Accelerating Health System Transformation in Saskatchewan: Lessons Learned from the Saskatchewan Surgical Initiative

In 2010, the Saskatchewan government set out to “transform the surgical patient experience” through an ambitious multi-year, system-wide strategy. While the Saskatchewan Surgical Initiative (SkSI) placed strong emphasis on wait time reduction for elective surgery, the breadth of the initiative also gave priority to quality, safety, patient experience, and sustainability.

Through the systematic exploration of a single policy case study—the SkSI—this research identifies the critical factors that facilitate and inhibit major health system change.
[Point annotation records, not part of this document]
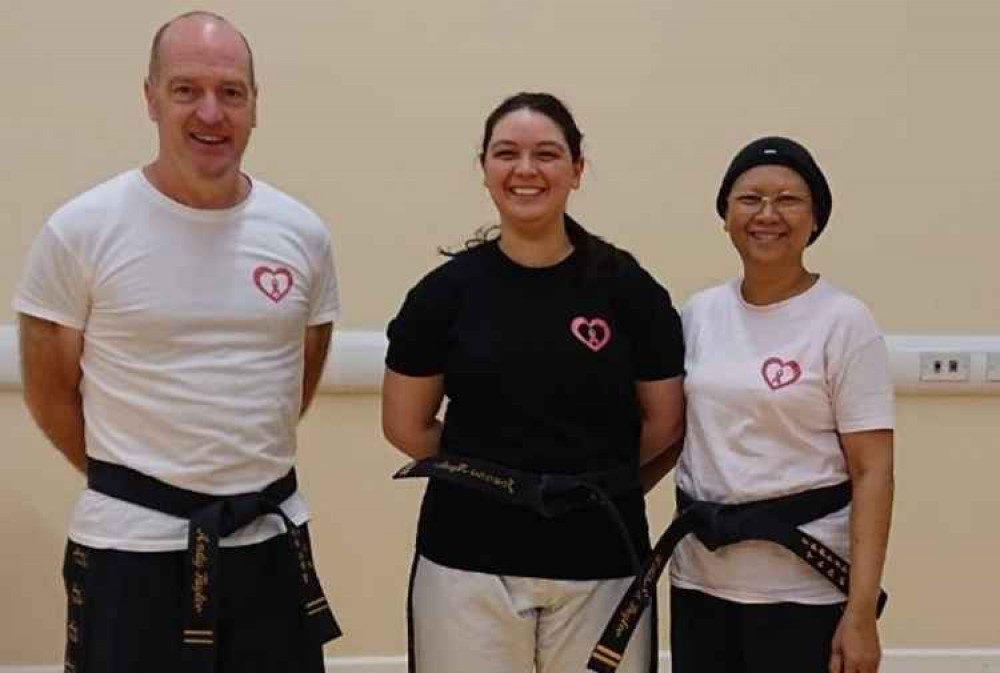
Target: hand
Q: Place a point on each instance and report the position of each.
(856, 648)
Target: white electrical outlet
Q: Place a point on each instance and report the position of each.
(945, 367)
(993, 367)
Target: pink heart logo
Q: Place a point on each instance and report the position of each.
(778, 373)
(593, 333)
(274, 283)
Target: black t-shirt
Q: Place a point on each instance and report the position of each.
(540, 368)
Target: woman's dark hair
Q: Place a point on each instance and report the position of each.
(598, 255)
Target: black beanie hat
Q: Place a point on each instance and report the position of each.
(783, 152)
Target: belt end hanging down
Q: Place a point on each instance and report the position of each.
(604, 660)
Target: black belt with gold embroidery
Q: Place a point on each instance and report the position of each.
(550, 495)
(212, 518)
(716, 525)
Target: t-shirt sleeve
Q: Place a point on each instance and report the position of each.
(55, 285)
(653, 326)
(861, 377)
(325, 294)
(418, 335)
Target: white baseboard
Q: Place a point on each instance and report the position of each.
(896, 661)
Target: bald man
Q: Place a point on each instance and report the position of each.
(174, 325)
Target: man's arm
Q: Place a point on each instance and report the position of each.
(317, 345)
(51, 373)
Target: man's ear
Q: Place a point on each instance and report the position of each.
(151, 109)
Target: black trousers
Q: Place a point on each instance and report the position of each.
(712, 635)
(126, 611)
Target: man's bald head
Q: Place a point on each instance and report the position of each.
(154, 52)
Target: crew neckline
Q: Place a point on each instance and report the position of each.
(517, 267)
(736, 287)
(199, 214)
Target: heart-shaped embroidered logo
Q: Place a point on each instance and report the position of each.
(594, 333)
(778, 373)
(274, 283)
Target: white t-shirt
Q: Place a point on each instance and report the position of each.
(194, 324)
(768, 390)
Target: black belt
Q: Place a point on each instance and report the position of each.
(550, 495)
(716, 525)
(212, 518)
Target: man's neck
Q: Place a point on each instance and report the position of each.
(219, 194)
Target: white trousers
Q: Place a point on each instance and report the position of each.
(468, 622)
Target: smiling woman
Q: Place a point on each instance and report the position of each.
(789, 391)
(561, 359)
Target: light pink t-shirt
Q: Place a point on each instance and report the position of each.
(768, 390)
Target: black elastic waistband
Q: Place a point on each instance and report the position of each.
(212, 517)
(550, 495)
(775, 520)
(140, 489)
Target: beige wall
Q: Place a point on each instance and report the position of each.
(371, 112)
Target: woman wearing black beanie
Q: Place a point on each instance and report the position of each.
(789, 391)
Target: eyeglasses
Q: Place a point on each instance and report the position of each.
(785, 204)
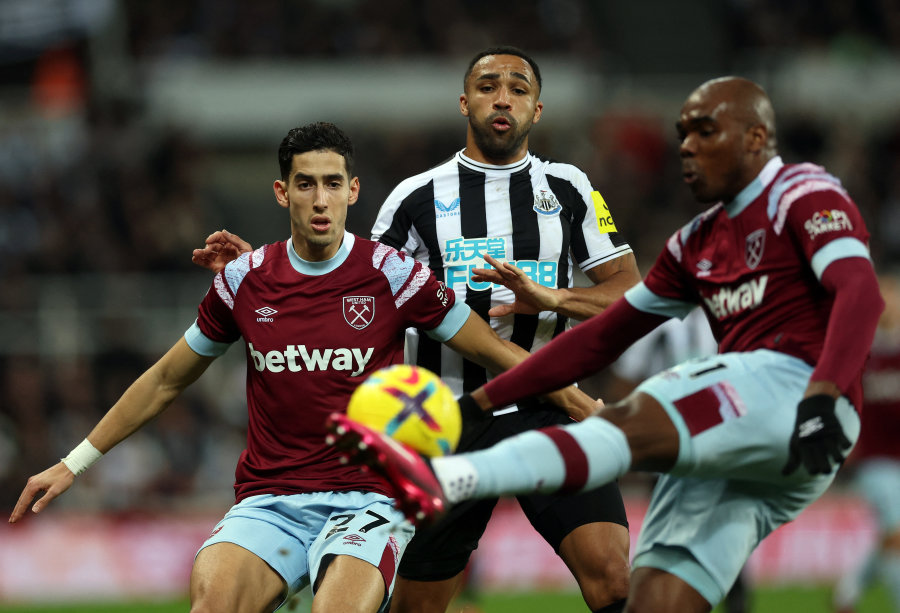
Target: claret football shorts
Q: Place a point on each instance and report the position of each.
(735, 415)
The main results demonstrate that achieving large-system change, within the context of the SkSI specifically, requires a complex and interdependent set of strategies, processes and organizational arrangements.
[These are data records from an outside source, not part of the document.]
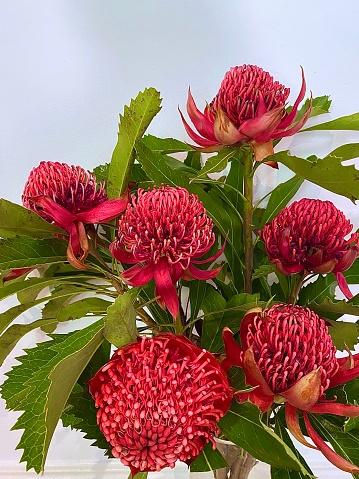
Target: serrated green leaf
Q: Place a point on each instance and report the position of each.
(328, 172)
(209, 460)
(83, 307)
(280, 197)
(41, 384)
(243, 426)
(217, 163)
(16, 220)
(133, 124)
(24, 252)
(120, 321)
(349, 122)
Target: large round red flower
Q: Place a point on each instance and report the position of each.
(159, 401)
(69, 197)
(163, 231)
(288, 356)
(309, 235)
(249, 107)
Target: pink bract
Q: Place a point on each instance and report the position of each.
(159, 401)
(288, 356)
(250, 107)
(309, 236)
(163, 232)
(69, 197)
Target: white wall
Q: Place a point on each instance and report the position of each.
(68, 67)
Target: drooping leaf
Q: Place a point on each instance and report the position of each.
(280, 197)
(16, 220)
(328, 172)
(133, 124)
(120, 321)
(243, 426)
(41, 384)
(209, 460)
(24, 252)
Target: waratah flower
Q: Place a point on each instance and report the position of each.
(288, 356)
(309, 236)
(159, 401)
(162, 233)
(250, 107)
(69, 197)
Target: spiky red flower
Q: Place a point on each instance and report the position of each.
(163, 232)
(287, 355)
(159, 401)
(309, 235)
(250, 107)
(69, 197)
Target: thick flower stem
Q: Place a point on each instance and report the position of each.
(247, 221)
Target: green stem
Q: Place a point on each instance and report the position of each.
(247, 221)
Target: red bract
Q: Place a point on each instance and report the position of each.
(288, 356)
(250, 107)
(165, 230)
(309, 236)
(159, 401)
(69, 197)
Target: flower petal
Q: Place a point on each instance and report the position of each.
(165, 286)
(138, 275)
(305, 392)
(331, 455)
(292, 420)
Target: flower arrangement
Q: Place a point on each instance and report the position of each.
(200, 316)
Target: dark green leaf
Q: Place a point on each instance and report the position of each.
(133, 124)
(24, 252)
(41, 384)
(18, 221)
(120, 321)
(208, 460)
(329, 173)
(280, 197)
(243, 426)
Key lessons to be drawn from the Saskatchewan Surgical Initiative Experience

  • Realizing a unified vision—system-wide reduction of elective surgical wait times—required clear goals and strategically staged “big, bold” targets.
  • More comprehensive performance information, pertaining to the quality of patient care and outcomes, is necessary to effectively implement and evaluate system-level initiatives, such as the SkSI, and support a more performance-based health system.
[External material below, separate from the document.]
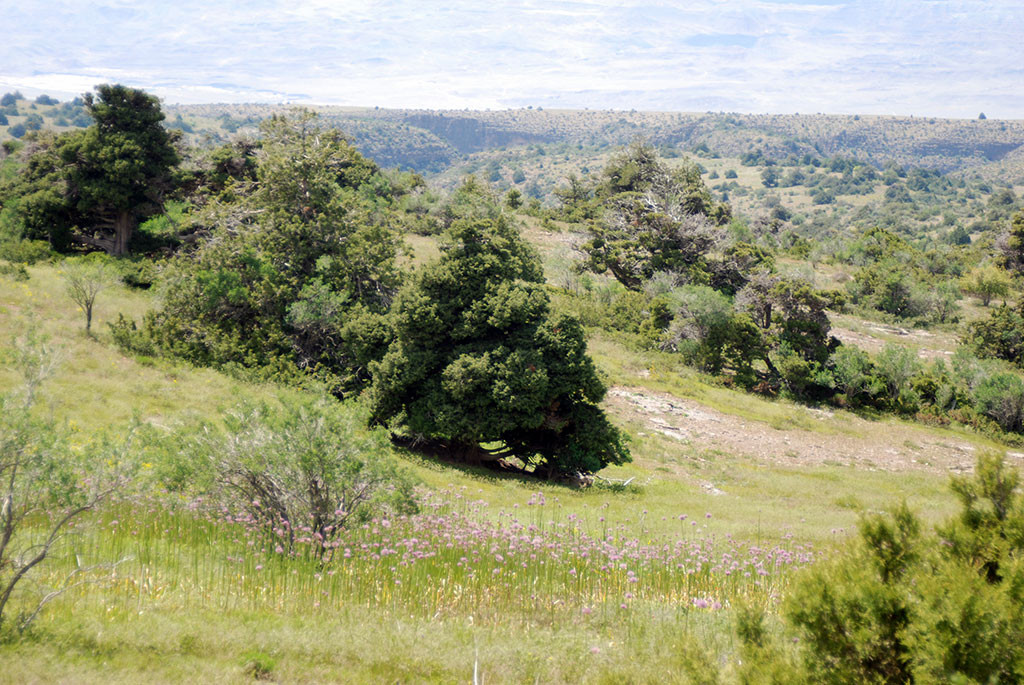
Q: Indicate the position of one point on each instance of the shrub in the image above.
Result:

  • Through the rigorous application of Lean methodology—including Hoshin Kanri (strategic planning and deployment) as well as daily visual management—an environment has been created to: improve the alignment of front-line provider activity with the strategic direction at the organization and system levels; support the daily use of measurement to drive improvement efforts; foster a culture of continuous quality improvement; enable forums which allow for team engagement, knowledge sharing, mutual learning and enhanced accountability among stakeholders.
  • Leaders from across the system—from the executive levels to the front-line providers—need to be engaged in processes of collaboration, teamwork and collective decision-making to achieve large system change. Considerable investment is required to develop leadership capacity, both administrative and clinical, at all levels of the system.
  • The autonomy of physicians, for the most part, enables them to voluntarily opt in—or out—of participating in government-led initiatives, such as the SkSI. The government and decision-makers rely heavily on the “cooperation of the willing” to move such initiatives forward. Hence, meaningfully engaging physicians presents a considerable challenge. The evidence shows that presently there is insufficient involvement of physicians in collaborative processes and decision-making at both the regional and system levels.
  • Within the predominantly hierarchical structure, the network strategically established for the SkSI involved a broad and diverse group of stakeholders—including patient and family advisors—in ongoing system level leadership and governance. The groups’ collective ideas and energy fuelled the development and implementation of a comprehensive policy framework to address the wait time issue and improve the surgical patient experience.